Waar vond u religieus erfgoed?

‘Met Pasen zaten wij in een kerk van de Evangelische Broedergemeente, de EBG. Die heeft een historische waarde, in de afschaffing van de slavernij. Hoe dat precies zit? Kijk zelf maar, vanaf begin juli, op NPO 2, na Nieuwsuur. Vlak na de afschaffing stortte de EBG zich vooral in de binnenlanden op onderwijs, tot op vandaag. Zij scouten daar mensen met talent, die de kans krijgen door te leren in goed vervolgonderwijs. Veel van hen worden hoge pieten. Ik ken een financiële hotshot in de Londense City die uit de bossen van Suriname komt. Dankzij de EBG.

Wij waren ook in een katholieke kerk, de Rosakerk. Elke dinsdag wordt daar sint Antonius in het zonnetje gezet, de heilige van de verloren voorwerpen. Voor het eerst in mijn leven bad ik samen met anderen een hele rozenkrans, een bijzondere ervaring. Wij zaten met dertig mensen in de kerk en raakten biddend in een flow. Weesgegroetjes, onzevaders, de droevige, glorievolle en blijde geheimen, ieder vijf. Tot mijn grote schande moet ik bekennen dat ik de geheimen niet kende, toen heb ik even gezwegen.’

De Europese vertaalslag heeft de oorsprong van bijbelverhalen misschien niet helemaal uitgewist.

Intussen blijft het christendom een geïmporteerde godsdienst, opgelegd door de bezetter.

‘Mensen aan de andere kant van de oceaan gaven daar een eigen draai aan en namen daarbij hun eigen geloof mee. Bedenk dat zij zelf ook uit allerlei delen van de wereld kwamen.

Het bidden van een rozenkrans vreemd? Bidden met kralen is veel ouder dan de rozenkrans! Ik stel mij voor dat mensen van Afrikaanse of oosterse afkomst dachten: wij weten wel hoe dat gaat, bidden met een kralen en een kettinkje.
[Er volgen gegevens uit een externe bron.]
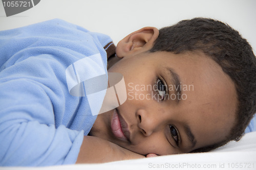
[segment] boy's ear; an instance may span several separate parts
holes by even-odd
[[[159,35],[158,29],[155,27],[144,27],[136,31],[118,42],[116,56],[121,58],[148,51],[153,47]]]

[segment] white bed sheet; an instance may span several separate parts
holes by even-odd
[[[256,169],[256,132],[245,134],[214,151],[159,156],[106,163],[30,167],[29,169]],[[28,167],[4,167],[23,170]]]

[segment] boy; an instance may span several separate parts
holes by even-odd
[[[144,28],[120,41],[116,55],[108,37],[63,21],[18,31],[1,34],[14,38],[1,40],[2,165],[207,151],[239,140],[255,112],[255,56],[220,22],[195,18],[160,31]],[[105,65],[109,56],[109,72],[123,76],[128,95],[96,118],[88,98],[70,95],[65,71],[98,53]],[[89,75],[102,69],[93,62],[82,67],[92,63]]]

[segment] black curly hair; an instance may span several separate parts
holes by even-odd
[[[238,141],[256,112],[256,58],[247,41],[227,24],[210,18],[184,20],[159,30],[151,53],[203,52],[219,64],[234,82],[238,99],[236,122],[221,142],[192,152],[207,152]]]

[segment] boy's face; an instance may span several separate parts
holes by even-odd
[[[99,114],[90,134],[136,153],[187,153],[225,139],[235,122],[234,83],[199,52],[127,55],[121,73],[127,99]]]

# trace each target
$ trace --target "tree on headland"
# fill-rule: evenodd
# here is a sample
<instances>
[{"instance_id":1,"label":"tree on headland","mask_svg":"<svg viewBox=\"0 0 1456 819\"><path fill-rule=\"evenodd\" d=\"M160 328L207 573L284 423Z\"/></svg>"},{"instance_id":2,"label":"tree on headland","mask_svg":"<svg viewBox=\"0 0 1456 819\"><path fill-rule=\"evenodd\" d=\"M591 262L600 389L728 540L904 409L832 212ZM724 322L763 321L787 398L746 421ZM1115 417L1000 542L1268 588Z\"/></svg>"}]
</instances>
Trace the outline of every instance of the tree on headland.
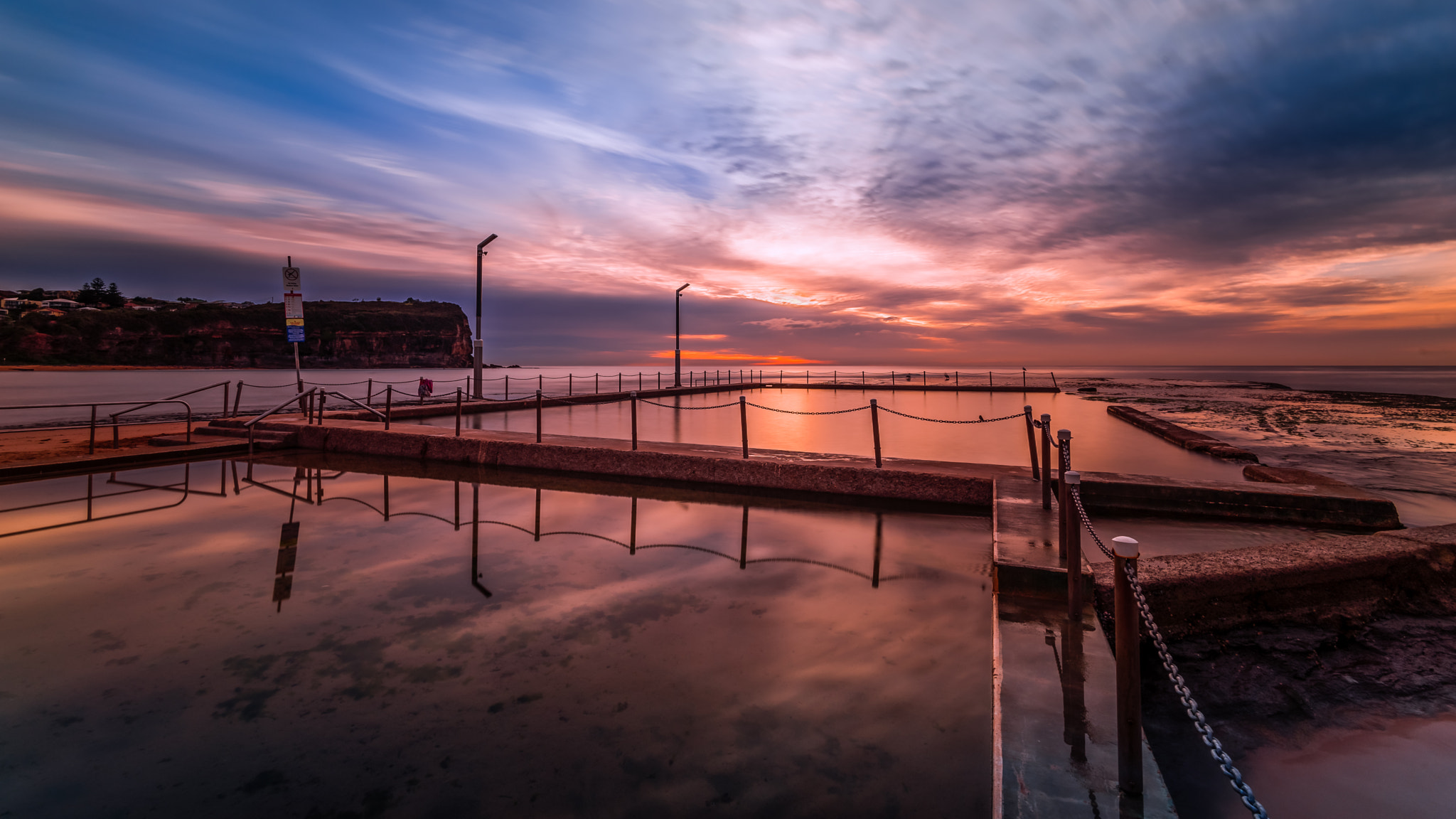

Ik heb mij er vaak over verbaasd dat mensen die tot slaaf gemaakt waren, zoveel troost vonden en vinden in het geloof van hun onderdrukkers. Ik ben daar eerlijk gezegd nog niet uit, behalve dat geloof de troost geeft, die je hard nodig hebt wanneer je wordt onderdrukt. Misschien is het ook zo dat de bijbelverhalen herkend werden, omdat ze stoelen op veel oudere verhalen uit de landen en religies van herkomst. Denk aan het verhaal over de zondvloed, de verhalen over Maria. Het zou kunnen dat de vertaalslag, die Europa aan die verhalen heeft gegeven, net niet genoeg was om de oorsprong ervan uit te wissen. De verhalen zijn daar ook te groot voor. Het zijn de verhalen van de mensheid en welk geloof je ook aanhangt, de basis is identiek. Je bent onderdeel van een groter geheel, kijk om naar je naaste. Heb elkaar lief, steel niet, moord niet. Die menselijke waarden zijn overal in de wereld dezelfde. De scheiding tussen verschillende godsdiensten kwam pas later. Dat is zeker niet zoals God, de vader, de moeder of hoe je de grootheid ook wilt noemen, het bedoeld heeft.’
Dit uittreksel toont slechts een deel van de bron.